En ce mois d’octobre la République fédérale d’Allemagne commémore les 20 ans de sa réunification. Evénement hautement important qui a mis fin, symboliquement, à la seconde guerre mondiale, et à la guerre froide qui a pris le relais et qui a permis, au-delà, le retour dans la maison Europe de tous les pays « dits de l’Est ». Ce fut le fameux élargissement de dix pays en 2004, véritable devoir moral réunissant enfin les peuples européens que l’histoire et la barbarie avaient trop longtemps séparé.

Mais cette commémoration allemande nous amène, aujourd’hui à réfléchir sur le très fameux couple franco-allemand.

Depuis la déclaration Schuman de 1950, ce très fameux couple est perçu comme la cheville ouvrière de l’Europe.
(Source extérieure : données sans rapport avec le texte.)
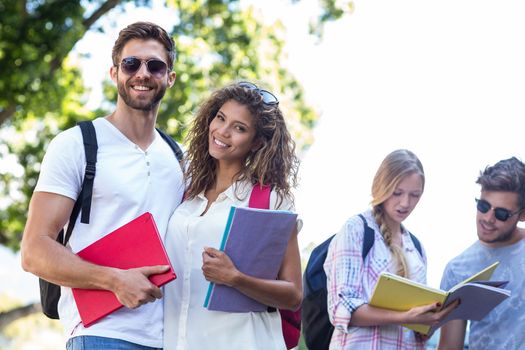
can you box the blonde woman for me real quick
[324,149,456,350]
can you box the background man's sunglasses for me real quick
[239,82,279,105]
[475,198,521,222]
[119,56,168,78]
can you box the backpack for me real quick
[39,120,183,319]
[301,214,423,350]
[248,185,301,350]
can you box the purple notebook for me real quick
[204,206,297,312]
[428,280,510,334]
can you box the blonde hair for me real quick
[371,149,425,277]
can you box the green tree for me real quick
[0,0,142,128]
[0,0,147,250]
[298,0,355,37]
[0,0,320,329]
[1,0,318,250]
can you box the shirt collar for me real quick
[196,180,252,203]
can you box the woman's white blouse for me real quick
[163,182,296,350]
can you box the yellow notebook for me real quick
[369,262,505,334]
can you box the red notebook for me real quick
[72,212,176,327]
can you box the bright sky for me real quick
[2,0,525,304]
[291,0,525,288]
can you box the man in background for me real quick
[438,157,525,350]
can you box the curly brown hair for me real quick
[184,82,299,206]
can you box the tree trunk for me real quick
[0,105,16,127]
[0,302,42,331]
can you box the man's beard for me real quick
[117,79,167,111]
[479,225,516,244]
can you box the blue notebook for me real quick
[203,206,298,312]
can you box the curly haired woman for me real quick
[163,82,302,349]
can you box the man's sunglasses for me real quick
[238,82,279,106]
[119,56,168,78]
[475,198,522,222]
C’était vrai dans l’Europe des six. C’est resté vrai depuis, avec des hauts et des bas. Comme dans tout couple. Un seul exemple : sans l’amitié, la complicité historique entre Mitterrand et Kohl, il n’y aurait pas eu de Traité de Maastricht, et donc pas de monnaie unique. L’Europe a d’ailleurs avancé avec des couples politiquement différents, voire divergents : Adenauer / de Gaulle ; Giscard d’Estaing / Helmut Schmidt ; Kohl / Mitterrand ; Chirac / Schröder.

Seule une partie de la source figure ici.